Head CaseChoo can't seem to keep his focus.
3B: Alberto Callaspo, Angels. Callaspo has been a surprise RBI contributor for fantasy owners this season, usually manning the fifth slot in the Angel lineup. However, Callaspo is hitting .161 in June and currently dealing with a nagging hamstring. Fantasy owners should be cautious and place Callaspo on the bench until further notice.
SS: Jed Lowrie, Red Sox. Lowrie has been unable to parlay his breakout April into anything of fantasy substance, hitting .226 since May 1. Worse, Lowrie's .321 BABIP indicates additional drop-off (Lowrie's figure from last season was .292). Lowrie is suffering from a shoulder strain, which could explain the abysmal display at the plate.
OF: Shin-Soo Choo, Indians. In the words of the immortal Crash Davis, "Dont think; it can only hurt the ball club." Choo recently admitted that he had been trying too hard and thinking too much about his struggles on and off the field. Choo is physically fine, which leads to two schools of thought: the Indian outfielder is poised for a breakout any day, or his mental makeup will impede any immediate success. Odds are on the latter, as Choo is hitting .158 with a .238 OBP in June.
SP: Javier Vazquez, Marlins. Vazquez showed brief signs of life in late May but has come unraveled in June with an alarming 11.20 ERA and 1.83 WHIP. On the season, Vazquez is 3-6 and sporting a 7.09 ERA and 1.65 WHIP.
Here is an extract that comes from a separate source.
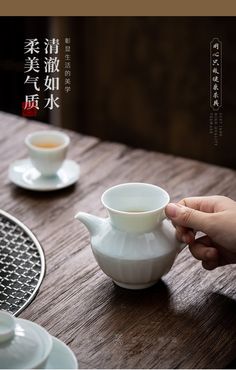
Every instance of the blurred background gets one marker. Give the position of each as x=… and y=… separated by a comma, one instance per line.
x=142, y=81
RP: Brian Fuentes, A's. The return of two-time All-Star Andrew Bailey signals the end of closing duties for Fuentes, who didn't help his own cause with a 4.71 ERA, 1.33 WHIP, three blown saves and a 1-7 mark.
Waiver Wire: Jake Arrieta, Orioles. Omit two disastrous outings (eight runs to Texas on April 9, six runs to Washington on May 20) and Arrieta's ERA drops from its bloated season total of 4.48 to a respectable 3.12. Arrieta has 64 strikeouts in 76.1 innings in 2011 and is owned in just 25 percent of leagues. One would think the Oriole offense (10th in the Junior Circuit in runs) and ultra-competitive AL East would inhibit Arrieta's win total, but the right-hander is 8-3 on the season.
This Week in Jonathan Broxton: On the DL since May 6 with a bone bruise in his elbow, Broxton is set to begin his rehabilitation with a slated return sometime in July. The Ox wasn't effective before sidelined with an injury, compiling a 5.68 ERA and an atrocious 1.89 WHIP in 12.2 innings. However, never bet against Big 51, as the Dodger closer is like Michael Myers: just when you think he's dead, he reappears to wreak havoc.
Mooooose!Moustakas raked in the minors.
Rookie Review: Mike Moustakas, Royals. Joining Royal rookie phenom Eric Hosmer is Moustakas, who made waves in 2010 by slugging 36 long balls and 124 RBI in stints at Double-A NW Arkansas and Triple-A Omaha. Moustakas has already announced his presence in KC with a home run in his second game, and is hitting .300 after three games. For the first time since George Brett was in uniform, the Royals' core of young hitters has given Kansas City hope at relevancy.
Spit Your Tobacco At: Bryce Harper. Actually, who are we kidding? As the NBA Playoffs have demonstrated, it's always fun when a consensus villain is in play. If Harper is making enemies in the lower levels of minor league ball, imagine what's he's capable of in the majors. Remember, we are talking about a league where pitchers throw a fit when someone flips a bat or walks back to the dugout too close to the mound. Harper will be pulling those shenanigans on a daily basis.